A bogus, sponsored ad on Facebook (FB) using Sen. Raffy Tulfo’s name to bait people into an online trading application scam has reappeared and continues to deceive netizens.
Its caption read: “Shock! The last thing anyone wanted to see about Raffy Tulfo happened this morning!”
The ad first appeared almost three months ago and was immediately denied by Sen. Tulfo. “Hindi nag-eendorso ng anumang cryptocurrency at trading platform si Sen. Tulfo, (Sen.
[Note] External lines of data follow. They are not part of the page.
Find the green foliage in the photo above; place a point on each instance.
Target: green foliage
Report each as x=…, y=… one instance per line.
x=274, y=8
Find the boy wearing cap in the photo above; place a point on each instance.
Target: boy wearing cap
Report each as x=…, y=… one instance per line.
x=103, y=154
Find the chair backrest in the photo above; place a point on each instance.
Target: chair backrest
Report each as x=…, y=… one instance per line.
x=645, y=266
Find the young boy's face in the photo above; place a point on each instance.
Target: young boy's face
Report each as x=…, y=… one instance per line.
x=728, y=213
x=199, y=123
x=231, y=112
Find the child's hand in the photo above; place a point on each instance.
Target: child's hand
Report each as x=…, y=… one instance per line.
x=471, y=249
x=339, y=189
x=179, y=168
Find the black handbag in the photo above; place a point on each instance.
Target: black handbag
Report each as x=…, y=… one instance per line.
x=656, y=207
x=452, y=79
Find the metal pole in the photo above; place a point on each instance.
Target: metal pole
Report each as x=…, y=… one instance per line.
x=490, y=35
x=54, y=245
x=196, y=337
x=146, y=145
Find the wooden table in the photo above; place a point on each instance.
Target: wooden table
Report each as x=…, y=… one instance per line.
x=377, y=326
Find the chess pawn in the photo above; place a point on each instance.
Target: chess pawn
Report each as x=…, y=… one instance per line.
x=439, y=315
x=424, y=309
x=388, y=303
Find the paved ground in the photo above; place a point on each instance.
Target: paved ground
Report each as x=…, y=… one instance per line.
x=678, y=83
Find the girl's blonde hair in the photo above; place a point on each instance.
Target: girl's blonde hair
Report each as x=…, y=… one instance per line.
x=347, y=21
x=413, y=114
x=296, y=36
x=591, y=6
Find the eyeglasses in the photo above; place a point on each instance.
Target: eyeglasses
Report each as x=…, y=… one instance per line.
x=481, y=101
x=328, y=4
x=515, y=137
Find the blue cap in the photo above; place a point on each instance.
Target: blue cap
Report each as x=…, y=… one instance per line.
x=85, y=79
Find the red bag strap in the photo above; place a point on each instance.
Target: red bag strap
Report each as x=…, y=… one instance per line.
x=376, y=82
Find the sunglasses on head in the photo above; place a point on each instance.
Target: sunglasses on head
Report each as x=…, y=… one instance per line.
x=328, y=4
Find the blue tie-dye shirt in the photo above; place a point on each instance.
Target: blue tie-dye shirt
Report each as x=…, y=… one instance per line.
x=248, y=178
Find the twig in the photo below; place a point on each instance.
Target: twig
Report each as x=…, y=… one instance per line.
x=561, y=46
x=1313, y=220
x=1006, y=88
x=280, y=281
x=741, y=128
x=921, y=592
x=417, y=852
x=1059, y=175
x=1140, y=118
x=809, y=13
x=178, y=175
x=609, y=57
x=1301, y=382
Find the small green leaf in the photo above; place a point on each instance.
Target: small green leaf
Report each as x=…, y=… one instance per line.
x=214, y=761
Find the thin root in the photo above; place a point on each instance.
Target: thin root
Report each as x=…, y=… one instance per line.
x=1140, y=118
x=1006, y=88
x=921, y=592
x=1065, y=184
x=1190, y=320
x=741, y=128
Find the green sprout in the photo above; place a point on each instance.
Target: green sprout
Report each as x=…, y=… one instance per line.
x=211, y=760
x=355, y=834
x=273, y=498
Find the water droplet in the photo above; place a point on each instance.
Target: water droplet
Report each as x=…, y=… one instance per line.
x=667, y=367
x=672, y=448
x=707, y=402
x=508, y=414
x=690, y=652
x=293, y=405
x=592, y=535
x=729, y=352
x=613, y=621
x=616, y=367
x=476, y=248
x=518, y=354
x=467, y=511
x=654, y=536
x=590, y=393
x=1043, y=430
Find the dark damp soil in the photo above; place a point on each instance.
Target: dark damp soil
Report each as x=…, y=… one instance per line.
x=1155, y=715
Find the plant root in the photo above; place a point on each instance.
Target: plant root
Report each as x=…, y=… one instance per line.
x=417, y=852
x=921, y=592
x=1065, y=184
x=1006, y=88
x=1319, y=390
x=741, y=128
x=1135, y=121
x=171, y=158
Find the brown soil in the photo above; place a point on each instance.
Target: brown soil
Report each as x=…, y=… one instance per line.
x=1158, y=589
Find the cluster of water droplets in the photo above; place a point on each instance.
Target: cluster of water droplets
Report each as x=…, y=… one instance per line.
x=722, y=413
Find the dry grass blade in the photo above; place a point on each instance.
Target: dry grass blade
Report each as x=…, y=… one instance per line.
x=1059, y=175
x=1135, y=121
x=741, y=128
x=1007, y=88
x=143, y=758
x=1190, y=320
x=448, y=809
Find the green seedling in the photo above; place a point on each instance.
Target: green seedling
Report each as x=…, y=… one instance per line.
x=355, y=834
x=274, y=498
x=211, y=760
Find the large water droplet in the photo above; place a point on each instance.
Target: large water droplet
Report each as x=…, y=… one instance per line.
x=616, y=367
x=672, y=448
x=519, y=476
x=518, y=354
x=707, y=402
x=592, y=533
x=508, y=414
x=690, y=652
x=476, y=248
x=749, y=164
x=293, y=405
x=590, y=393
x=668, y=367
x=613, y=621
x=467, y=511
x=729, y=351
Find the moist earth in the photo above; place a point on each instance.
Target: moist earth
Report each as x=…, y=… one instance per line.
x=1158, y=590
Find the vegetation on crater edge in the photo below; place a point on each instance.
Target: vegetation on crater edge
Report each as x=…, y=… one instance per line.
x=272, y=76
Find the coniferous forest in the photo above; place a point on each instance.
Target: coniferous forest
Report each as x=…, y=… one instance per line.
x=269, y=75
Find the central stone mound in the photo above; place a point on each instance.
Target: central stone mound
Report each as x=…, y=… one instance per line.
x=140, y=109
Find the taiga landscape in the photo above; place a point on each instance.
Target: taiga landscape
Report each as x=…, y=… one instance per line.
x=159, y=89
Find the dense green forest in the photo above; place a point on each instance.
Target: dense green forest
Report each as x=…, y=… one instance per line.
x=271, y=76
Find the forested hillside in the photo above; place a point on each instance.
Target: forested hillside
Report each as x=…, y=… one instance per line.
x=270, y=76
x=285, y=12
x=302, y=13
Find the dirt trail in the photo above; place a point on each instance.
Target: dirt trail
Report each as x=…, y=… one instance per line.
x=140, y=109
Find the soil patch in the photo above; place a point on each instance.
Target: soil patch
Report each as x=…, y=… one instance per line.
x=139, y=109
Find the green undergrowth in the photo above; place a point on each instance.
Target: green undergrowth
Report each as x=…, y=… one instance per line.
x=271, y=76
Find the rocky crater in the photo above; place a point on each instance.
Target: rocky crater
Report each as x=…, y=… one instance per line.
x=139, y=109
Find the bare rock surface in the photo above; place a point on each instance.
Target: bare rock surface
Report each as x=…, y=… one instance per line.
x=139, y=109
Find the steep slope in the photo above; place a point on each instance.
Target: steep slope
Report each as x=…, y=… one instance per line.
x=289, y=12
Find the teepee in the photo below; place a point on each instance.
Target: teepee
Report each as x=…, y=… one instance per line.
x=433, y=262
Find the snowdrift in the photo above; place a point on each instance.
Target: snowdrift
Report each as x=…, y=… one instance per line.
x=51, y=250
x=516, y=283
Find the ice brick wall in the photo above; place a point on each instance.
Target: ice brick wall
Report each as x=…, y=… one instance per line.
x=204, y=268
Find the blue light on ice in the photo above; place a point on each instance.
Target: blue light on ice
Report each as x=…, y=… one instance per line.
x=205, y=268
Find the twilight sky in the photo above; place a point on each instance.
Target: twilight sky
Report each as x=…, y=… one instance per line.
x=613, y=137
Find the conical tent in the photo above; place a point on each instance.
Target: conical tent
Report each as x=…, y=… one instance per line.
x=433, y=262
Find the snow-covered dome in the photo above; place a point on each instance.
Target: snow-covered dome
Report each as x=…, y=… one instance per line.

Tulfo does not promote any cryptocurrency and trading platform), the senator’s official FB platform Raffy Tulfo in Action said on March 26.
The bogus post that carries a link to an impostor of online news site Inquirer.net, resurfaced early this month and VERA Files Viber misinformation tipline received a request to verify the ad.
Supposedly, Tulfo told talk show host Boy Abunda to invest in a trading platform called Quantum Ai.
“Inquirer.net did not post this story which is clearly intended to misinform and mislead the public,” Abel Ulanday, Inquirer.net Editor-in-Chief, told VERA Files Fact Check in response to another impostor site with an almost exact layout.
To hook people into reading, the fake Inquirer.net article claimed in its headline that the Bank of the Philippines sued Tulfo for remarks made on a TV program.
The article carried a screenshot of Abunda’s interview with then-senatorial candidate Tulfo on YouTube channel The Boy Abunda Talk, dated March 28, 2022.
FB page Nfgjdthgfxjyjh launched the bogus ad on FB, Instagram, FB Audience Network and Messenger from June 3 to 4, according to Meta’s Ad Library.
Nfgjdthgfxjyjh, which claims to be a clothing page, was created on May 31, 2024, according to its FB Page Transparency details.